When it comes to fanaticism and lunacy regarding climate change/global warming issues sometimes a little common sense has to be injected. No matter which side of the pond you’re on.
How do you respond when placard-waving students occupy your 15th-century quadrangle and refuse to leave until you sell the college’s shares in oil companies? As this is St. John’s College in Oxford, England, naturally you present them with a philosophical dilemma.
Students at St John’s College wrote to Andrew Parker, the principal bursar, last week requesting a meeting to discuss the protesters’ demands, which are that the college “declares a climate emergency and immediately divests from fossil fuels”. They say that the college, the richest in Oxford, has £8 million of its £551 million endowment fund invested in BP and Shell.

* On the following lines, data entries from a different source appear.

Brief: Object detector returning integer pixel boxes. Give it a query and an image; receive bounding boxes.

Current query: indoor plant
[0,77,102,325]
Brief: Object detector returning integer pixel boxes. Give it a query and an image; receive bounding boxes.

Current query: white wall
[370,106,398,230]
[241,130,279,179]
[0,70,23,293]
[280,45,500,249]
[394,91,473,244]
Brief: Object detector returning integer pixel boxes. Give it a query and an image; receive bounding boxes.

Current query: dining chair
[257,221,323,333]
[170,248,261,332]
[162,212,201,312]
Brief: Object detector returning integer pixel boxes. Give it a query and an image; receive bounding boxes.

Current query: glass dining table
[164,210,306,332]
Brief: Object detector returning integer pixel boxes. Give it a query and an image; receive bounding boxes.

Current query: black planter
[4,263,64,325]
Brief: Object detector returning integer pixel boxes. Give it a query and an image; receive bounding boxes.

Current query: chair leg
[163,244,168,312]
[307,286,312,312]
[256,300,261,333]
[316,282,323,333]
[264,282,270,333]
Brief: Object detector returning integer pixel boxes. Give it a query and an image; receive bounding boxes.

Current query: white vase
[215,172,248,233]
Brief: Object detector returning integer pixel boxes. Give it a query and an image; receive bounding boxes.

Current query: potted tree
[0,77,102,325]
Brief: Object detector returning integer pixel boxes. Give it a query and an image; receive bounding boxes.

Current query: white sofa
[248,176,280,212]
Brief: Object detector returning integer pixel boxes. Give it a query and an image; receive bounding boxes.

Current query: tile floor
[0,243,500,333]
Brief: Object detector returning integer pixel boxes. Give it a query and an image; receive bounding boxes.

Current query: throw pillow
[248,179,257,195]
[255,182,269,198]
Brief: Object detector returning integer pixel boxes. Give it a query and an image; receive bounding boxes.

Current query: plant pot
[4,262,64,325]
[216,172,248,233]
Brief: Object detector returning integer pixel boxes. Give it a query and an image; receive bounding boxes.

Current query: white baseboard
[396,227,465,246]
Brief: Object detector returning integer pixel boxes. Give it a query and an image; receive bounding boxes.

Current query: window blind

Professor Parker responded with a provocative offer. “I am not able to arrange any divestment at short notice,” he wrote. “But I can arrange for the gas central heating in college to be switched off with immediate effect. Please let me know if you support this proposal.”
One of the students replied to Parker’s offer and accused him of not taking them seriously, and being “provocative.” Probably true as to not taking them seriously. How can you? As for provocative, to paraphrase Margaret Thatcher, who responded to the accusation she was “reactionary,” there is presently plenty to provoke regarding the anti-fossil fuels idiocy.
Fergus Green, who is studying for a master’s degree in physics and philosophy at Balliol College, also in Oxford, said: “It’s January and it would be borderline dangerous to switch off the central heating.” Exactly. It is worth noting in this context that Automobiles, airplanes, and the only means of producing continuous and reliable electricity currently are defendant on petroleum. Not to mention all of the by-products derived from oil and gas.
(Aside: Ayn Rand stated in many of her works that philosophy and physics were the most important disciplines for anyone to study. Wonder if any of her wisdom will eventually rub off on young Mr. Green – nowadays trying to live up to his surname, perhaps?)
In this case, the students are calling on the investment managers to immediately sell all of their shares in BP and Shell. They are very much out of favor and there could be a lot of upside insofar as virtue-signaling goes. Energy stocks pay high dividends, however. I am personally aware of several portfolios that have prospered here in the U. S. I’m sure that’s true in the U. K. There are many reasons why an endowment fund manager might want to sell. But dumping a large stock to placate jejune students isn’t one of them — more akin to allowing the inmates to run the asylum.
Now, for Serious
Transition: Bob Crane, the last surviving member of The Kingston Trio died last week at the age of 85. Along with Dave Guard and Nick Reynolds, Shane’s group was a harbinger of the “folk music” genre that took over in popularity in the mid-1960s, and continues in some form today. Their breakout song Tom Dooley in 1958 was classified as Country & Western, because there was no folk category at the time. C&W might be the “real” American folk music, however, which makes the Ken Burns’ 10 hour PBS documentary Country Music worth watching.